MTA files lawsuit to prevent enforcement of higher wages for subway cleaners who worked during COVID-19 pandemic’s deadly peak
A contract cleaner wipes down a subway bench in 2020.
File Photo by Todd Maisel
The MTA has filed a lawsuit against City Comptroller Brad Lander in an attempt to prevent enforcement of higher wages for workers who labored under contract cleaning subway trains at the height of the COVID-19 pandemic.
During the pandemic spring/summer of 2020, the MTA onboarded an army of contractors to clean subway cars overnight, during an unprecedented period of nighttime closures as officials sought to assure the public that mass transit was safe and sanitary. Soon, though, Lander’s predecessor Scott Stringer asserted that the cleaners were being systematically underpaid in violation of state law, which required that they be paid the industry’s prevailing wage.
Per the Comptroller’s argument, the cleaners were owed at least $28 an hour. In fact, the MTA was paying the cleaners just $20 an hour — and despite the evident risk to their wellbeing, the workers were not eligible for health insurance or other benefits.
But in a lawsuit filed in Manhattan Supreme Court Friday, the MTA and one of its cleaning contractors, Fleetwash, argued the Comptroller’s office had misinterpreted the law — and by extension, the cleaners were not entitled to higher wages.

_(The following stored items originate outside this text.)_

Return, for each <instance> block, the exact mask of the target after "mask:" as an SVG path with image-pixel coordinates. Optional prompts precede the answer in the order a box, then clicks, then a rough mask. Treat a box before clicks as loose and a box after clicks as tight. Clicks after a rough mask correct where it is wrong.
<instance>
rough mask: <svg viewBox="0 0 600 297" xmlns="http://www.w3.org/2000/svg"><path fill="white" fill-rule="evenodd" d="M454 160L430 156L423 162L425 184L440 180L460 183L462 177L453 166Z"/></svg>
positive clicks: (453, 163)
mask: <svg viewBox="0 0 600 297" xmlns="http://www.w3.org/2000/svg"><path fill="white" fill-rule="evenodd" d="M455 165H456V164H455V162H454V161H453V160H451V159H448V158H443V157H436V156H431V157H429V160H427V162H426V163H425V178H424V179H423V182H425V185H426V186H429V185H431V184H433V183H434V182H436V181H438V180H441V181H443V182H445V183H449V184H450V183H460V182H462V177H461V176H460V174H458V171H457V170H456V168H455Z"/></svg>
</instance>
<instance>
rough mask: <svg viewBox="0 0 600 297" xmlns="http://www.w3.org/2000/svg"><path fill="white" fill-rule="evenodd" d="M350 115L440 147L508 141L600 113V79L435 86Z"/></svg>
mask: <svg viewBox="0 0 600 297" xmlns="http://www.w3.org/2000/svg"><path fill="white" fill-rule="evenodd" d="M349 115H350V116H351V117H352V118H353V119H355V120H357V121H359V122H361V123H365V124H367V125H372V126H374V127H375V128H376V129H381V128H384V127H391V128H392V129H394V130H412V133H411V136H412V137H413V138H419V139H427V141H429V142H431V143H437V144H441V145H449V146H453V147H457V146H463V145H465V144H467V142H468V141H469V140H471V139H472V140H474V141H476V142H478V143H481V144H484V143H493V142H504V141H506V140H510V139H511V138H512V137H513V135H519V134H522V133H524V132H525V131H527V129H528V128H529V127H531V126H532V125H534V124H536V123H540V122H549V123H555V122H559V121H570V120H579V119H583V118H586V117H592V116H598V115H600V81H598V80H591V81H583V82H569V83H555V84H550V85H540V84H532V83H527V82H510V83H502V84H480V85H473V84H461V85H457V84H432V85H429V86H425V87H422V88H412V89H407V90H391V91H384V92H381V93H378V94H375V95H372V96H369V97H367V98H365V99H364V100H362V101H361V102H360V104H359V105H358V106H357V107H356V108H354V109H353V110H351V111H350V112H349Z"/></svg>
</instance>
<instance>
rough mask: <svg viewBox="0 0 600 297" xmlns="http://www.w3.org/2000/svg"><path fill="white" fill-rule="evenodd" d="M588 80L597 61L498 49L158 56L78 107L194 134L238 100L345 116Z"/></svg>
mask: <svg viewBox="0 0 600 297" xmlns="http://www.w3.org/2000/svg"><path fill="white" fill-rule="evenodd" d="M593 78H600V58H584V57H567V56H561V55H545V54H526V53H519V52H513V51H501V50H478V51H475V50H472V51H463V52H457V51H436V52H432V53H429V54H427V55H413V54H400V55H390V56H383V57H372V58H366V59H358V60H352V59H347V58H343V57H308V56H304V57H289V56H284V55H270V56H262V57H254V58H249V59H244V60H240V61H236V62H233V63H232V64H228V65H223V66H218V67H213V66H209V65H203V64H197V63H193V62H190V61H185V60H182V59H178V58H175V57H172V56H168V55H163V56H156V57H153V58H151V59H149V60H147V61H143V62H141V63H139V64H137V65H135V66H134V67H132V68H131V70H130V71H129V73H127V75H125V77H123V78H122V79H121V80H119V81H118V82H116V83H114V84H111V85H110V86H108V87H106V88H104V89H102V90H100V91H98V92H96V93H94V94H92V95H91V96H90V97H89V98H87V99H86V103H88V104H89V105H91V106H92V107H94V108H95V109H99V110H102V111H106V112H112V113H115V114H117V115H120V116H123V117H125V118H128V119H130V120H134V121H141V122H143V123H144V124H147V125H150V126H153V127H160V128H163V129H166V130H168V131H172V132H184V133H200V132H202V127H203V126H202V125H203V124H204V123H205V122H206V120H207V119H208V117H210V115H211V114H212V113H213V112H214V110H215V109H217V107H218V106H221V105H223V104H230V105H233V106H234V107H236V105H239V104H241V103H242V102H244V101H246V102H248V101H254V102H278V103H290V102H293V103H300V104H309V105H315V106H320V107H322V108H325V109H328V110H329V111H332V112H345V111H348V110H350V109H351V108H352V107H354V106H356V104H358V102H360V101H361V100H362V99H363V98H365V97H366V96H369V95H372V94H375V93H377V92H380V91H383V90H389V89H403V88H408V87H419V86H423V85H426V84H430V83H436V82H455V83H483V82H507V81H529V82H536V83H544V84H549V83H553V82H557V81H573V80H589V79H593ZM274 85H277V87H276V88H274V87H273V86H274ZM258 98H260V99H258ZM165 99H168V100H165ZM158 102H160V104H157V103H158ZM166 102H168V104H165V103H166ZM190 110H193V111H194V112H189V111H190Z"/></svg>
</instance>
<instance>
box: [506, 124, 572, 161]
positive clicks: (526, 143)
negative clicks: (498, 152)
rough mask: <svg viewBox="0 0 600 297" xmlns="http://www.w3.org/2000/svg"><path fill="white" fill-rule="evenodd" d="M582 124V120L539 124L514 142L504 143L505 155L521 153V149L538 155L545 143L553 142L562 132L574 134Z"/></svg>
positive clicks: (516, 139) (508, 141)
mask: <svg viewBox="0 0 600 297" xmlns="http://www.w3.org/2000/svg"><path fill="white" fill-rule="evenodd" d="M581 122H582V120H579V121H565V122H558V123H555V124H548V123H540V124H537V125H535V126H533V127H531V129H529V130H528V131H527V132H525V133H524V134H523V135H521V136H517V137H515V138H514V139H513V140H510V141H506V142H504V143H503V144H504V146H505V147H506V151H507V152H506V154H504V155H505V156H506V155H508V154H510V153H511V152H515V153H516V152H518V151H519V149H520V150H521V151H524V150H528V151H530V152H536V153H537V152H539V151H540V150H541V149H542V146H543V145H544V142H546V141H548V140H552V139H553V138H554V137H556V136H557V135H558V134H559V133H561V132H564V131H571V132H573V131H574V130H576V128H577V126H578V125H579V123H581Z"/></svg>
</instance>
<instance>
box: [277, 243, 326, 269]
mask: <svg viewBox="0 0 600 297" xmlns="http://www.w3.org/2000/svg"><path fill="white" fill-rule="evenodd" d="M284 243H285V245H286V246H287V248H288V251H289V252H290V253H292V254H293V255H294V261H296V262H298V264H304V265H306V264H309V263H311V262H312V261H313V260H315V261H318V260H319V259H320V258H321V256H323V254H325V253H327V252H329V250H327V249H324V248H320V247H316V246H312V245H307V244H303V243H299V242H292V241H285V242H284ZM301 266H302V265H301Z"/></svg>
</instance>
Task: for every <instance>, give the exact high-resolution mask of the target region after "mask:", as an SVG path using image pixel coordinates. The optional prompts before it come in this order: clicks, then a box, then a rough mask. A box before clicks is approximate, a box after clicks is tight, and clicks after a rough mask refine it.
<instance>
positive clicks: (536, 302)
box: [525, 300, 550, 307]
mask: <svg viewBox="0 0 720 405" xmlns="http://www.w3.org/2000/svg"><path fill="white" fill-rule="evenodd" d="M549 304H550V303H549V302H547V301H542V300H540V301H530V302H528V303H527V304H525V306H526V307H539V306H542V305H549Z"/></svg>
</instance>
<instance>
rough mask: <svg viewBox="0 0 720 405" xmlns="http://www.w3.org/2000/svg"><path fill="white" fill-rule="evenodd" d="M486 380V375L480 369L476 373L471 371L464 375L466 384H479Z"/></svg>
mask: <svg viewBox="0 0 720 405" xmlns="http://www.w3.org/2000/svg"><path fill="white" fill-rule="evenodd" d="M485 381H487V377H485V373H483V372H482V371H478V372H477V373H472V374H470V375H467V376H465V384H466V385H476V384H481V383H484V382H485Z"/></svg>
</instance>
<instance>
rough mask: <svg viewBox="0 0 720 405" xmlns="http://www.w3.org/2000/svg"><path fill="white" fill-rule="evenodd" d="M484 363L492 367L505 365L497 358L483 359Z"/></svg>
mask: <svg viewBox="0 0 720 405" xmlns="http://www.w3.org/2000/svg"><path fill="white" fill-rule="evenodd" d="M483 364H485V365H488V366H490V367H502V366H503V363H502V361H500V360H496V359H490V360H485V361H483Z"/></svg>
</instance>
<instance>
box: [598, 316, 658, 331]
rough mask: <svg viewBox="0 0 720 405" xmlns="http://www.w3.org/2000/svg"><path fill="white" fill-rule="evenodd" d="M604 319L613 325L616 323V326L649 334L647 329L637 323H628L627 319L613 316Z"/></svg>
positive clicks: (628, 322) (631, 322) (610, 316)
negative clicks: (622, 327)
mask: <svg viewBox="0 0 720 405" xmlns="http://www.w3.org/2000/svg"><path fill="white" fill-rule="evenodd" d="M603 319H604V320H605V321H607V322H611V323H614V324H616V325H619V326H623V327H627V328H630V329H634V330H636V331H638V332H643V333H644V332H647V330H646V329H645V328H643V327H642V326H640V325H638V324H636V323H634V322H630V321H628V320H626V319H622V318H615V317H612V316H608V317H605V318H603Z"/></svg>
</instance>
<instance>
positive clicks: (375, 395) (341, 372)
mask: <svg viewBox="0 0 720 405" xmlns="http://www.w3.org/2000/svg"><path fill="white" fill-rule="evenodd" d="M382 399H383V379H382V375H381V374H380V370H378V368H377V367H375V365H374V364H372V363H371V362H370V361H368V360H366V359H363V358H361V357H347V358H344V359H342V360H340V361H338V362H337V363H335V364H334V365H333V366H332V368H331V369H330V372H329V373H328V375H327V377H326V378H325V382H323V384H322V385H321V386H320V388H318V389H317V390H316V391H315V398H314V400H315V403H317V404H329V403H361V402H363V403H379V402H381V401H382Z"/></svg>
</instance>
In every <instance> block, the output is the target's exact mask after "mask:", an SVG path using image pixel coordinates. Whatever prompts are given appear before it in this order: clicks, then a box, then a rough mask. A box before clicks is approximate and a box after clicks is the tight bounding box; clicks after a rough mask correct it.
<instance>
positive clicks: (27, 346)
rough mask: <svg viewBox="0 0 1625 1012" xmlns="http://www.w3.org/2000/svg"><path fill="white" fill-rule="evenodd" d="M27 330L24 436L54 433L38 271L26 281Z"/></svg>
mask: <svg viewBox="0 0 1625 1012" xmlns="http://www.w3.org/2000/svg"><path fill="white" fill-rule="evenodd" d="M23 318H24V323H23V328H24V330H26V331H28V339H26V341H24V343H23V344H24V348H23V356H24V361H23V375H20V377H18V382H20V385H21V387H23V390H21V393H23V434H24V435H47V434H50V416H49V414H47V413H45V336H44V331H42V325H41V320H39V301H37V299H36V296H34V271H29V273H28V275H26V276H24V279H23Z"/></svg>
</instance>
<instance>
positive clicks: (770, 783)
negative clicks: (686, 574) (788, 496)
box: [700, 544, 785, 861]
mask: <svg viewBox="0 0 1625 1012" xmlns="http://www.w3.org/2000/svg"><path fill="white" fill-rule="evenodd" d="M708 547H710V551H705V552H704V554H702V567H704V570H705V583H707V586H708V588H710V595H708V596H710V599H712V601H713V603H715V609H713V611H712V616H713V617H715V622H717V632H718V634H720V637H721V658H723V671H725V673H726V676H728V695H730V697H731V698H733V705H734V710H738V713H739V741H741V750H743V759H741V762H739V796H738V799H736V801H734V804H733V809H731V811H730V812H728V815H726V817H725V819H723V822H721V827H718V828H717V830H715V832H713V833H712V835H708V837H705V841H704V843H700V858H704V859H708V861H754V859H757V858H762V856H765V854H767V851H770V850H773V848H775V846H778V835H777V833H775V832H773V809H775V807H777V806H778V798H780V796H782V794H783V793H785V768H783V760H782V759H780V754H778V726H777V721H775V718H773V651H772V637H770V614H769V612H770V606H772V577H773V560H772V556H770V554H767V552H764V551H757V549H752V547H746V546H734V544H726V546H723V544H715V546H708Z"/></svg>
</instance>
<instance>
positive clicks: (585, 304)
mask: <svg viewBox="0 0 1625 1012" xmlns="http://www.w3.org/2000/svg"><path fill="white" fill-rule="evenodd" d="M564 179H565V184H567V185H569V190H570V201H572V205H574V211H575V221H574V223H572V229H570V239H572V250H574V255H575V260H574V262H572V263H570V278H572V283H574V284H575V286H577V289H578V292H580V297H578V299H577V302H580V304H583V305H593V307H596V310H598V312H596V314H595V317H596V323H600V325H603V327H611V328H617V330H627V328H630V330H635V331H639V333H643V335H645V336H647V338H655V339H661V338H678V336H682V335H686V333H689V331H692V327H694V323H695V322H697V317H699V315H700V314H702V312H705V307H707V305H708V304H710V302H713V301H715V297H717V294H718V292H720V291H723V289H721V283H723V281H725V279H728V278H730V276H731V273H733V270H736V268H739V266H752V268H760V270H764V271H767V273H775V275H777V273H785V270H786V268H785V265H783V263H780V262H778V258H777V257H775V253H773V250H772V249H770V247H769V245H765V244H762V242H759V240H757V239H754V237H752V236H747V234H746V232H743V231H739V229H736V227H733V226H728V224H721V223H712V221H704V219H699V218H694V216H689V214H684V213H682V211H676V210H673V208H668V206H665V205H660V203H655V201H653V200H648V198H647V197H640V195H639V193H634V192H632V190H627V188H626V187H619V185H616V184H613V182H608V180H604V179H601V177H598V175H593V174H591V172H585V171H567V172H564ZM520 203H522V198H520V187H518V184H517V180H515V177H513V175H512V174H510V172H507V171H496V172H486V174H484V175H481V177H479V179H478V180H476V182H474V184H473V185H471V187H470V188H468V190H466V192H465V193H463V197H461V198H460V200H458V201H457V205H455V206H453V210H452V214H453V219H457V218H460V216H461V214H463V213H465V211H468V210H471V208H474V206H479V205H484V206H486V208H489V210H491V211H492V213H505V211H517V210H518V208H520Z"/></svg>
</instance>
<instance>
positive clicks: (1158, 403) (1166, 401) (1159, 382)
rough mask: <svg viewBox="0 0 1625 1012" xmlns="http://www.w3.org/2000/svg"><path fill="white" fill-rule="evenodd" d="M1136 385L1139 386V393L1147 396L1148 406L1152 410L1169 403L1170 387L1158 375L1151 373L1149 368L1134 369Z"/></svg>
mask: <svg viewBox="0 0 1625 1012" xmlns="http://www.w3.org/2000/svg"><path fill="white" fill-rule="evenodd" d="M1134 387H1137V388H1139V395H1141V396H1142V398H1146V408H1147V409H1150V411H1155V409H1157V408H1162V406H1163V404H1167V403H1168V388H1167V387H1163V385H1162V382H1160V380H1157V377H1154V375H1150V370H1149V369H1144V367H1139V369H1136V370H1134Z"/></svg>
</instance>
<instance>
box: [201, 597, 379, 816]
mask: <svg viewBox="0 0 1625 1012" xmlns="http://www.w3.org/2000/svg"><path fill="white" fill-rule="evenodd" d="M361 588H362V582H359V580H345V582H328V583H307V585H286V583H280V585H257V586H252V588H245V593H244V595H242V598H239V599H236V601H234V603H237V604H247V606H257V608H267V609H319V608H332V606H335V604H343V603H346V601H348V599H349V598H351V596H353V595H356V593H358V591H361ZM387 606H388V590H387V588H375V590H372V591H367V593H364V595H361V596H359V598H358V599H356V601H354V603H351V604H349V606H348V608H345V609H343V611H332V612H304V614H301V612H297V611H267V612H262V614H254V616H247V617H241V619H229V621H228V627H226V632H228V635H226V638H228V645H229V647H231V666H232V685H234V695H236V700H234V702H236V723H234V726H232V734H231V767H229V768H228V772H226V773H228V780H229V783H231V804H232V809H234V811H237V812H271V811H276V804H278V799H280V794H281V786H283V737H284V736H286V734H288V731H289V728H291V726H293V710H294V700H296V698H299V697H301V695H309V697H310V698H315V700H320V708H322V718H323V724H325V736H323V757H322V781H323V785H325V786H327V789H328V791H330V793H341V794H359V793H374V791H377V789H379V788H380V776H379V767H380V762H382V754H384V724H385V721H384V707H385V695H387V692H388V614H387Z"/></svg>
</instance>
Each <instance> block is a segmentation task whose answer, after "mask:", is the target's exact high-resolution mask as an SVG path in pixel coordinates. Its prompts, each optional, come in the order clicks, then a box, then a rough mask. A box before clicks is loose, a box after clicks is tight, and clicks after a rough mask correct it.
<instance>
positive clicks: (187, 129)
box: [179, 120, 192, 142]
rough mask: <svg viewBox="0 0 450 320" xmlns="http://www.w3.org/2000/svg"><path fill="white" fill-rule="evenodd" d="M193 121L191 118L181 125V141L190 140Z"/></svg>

Stringer, and later Lander, argued that because the contracts were for work on state public works and building services, prevailing wages were owed, citing Articles 8 and 9 of the state’s Labor Law.
But the MTA and Fleetwash disagree. They claim Article 8 only applies to “construction-like labor” and Article 9 to “building service work,” neither of which they believe applies to cleaning and disinfecting subway trains. As such, they allege prevailing wages are not owed.
Comptroller spokesperson Chloe Chik declined to comment on the litigation specifically, but said the office still believes the cleaners are entitled to prevailing wage.
“We stand by the determination that the subway cleaners deserve fair wages for performing the vital service of keeping our train system from piling up debris,” said Chik. “The previous Comptroller administration held that workers who sanitize the cars are entitled to the prevailing wage of subway station cleaners, and this administration agrees.”
Jerry DiGiovanni, president of Fleetwash’s parent company Kept, did not respond to a request for comment. The MTA declined to comment on pending litigation.
The cleaning contracts have since lapsed, and the MTA has since hired hundreds of full-time, unionized cleaners to work in-house.
Some cleaners alleged that they were subject to horrific conditions by the various companies that received cleaning contracts. At the height of the pandemic, some workers later told Documented NY, they were not being given the proper personal protective equipment required to do the job safely, were denied access to bathrooms, and couldn’t even eat lunch in an MTA break room — instead eating on the platform surrounded by rats.
Some cleaners also alleged they were the victims of wage theft by the contractor companies, supplying Documented NY with paystubs confirming they were paid less than $20 per hour. The workers, many of them undocumented Latin American immigrants, claimed their legal status was lorded over them when they complained about their allegedly stolen wages.
“The employees tasked with disinfecting the subway have risked their lives keeping our massive transit system clean,” Stringer, who is considering a second run for mayor, said in 2021. “These essential workers have faced extraordinarily challenging conditions, often without sufficient supplies and protective equipment. It is critical and common sense that we pay subway cleaners every cent of wages that they are owed for their invaluable work.”